Anche la difficile gestione di vita privata e professionale, tra scavo intimo dei personaggi e messa in scena spettacolare delle loro azioni, rientra nel tipico solco narrativo manniano. Qui Ferrari si giostra tra la moglie Laura, una sanguigna Penelope Cruz (fin troppo melodrammatica nella resa), e l’amante Lina Lardi (Shailene Woodley), con cui ha avuto un figlio clandestino. Su tutto pesa la tragedia del primo figlio, Dino, avuto con Laura, morto per una disfunzione del rene. Ma l’attenzione di Ferrari è presa dalla Millemiglia e dai suoi piloti, tra cui in particolare la nuova promessa Alfonso DePortago, nonché dalla ricerca di un finanziatore. Crediamo che anche l’attenzione di Mann fosse maggiormente rivolta ai motori piuttosto che alle beghe familiari di un commendatore italiano che sembra ricadere nel luogo comune della doppia famiglia, dei sotterfugi e della facciata sociale borghese da salvaguardare. Qui i toni si fanno fin troppo caricati e non aiuta l’inglese volutamente maccheronico degli interpreti principali, mescolato alla parlata italiana dei personaggi secondari. Il risultato è piuttosto straniante. Supponiamo che col doppiaggio italiano verrà tutto omogeneizzato.

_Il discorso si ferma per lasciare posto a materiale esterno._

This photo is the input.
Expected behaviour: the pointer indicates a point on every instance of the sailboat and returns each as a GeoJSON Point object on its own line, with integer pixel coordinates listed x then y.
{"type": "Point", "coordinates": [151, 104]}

Ma quando Mann ci fa salire in auto è tutta un’altra storia: riprese rocambolesche a filo di asfalto, dettagli di cambi grattuggiati, ruote che fumano e primissimi piani di occhi sudati che a stento riescono a vedere da dietro gli occhialini antivento. Un perfetto controllo della messa in scena che permette tra l’altro allo spettatore di capire bene cosa stia succedendo senza perdere la bussola visiva dell’azione. Sembra quasi di vederlo Mann, possessore tra l’altro egli stesso di due Ferrari, mentre si diverte ad accelerare su quelle piste, come se fosse lui stesso a guidare. La micidiale competizione della Millemiglia, che passava irresponsabilmente attraverso stradine di montagna e centri urbani popolati, mettendo anche a rischio l’incolumità del pubblico, contribuisce al senso di pericolo costante, proprio come suggeriva William Friedkin, uno che di inseguimenti cinematografici se ne intendeva. L’autore de Il braccio violento della legge, recentemente scomparso, affermava non solo che l’inseguimento d’auto acquista valore narrativo nel momento in cui si svolge in strade piene di gente in pericolo, ma anche che questa è una forma d’arte tipicamente e precipuamente cinematografica. E Mann sa bene dove piazzare la macchina da presa quando si tratta di far sfrecciare bolidi ad alta velocità. Come accennato, dove il film rallenta troppo le marce è nella messa in scena, fin troppo sopra le righe, delle vicende private del commendatore. Si avverte ancora lo sguardo nel maestro nella raffinatezza visiva di Ferrari e nella continuità delle sue ossessioni, ma si tratta purtroppo di un Mann col freno tirato, i cui motori non ruggiscono come quelli della scuderia di Maranello.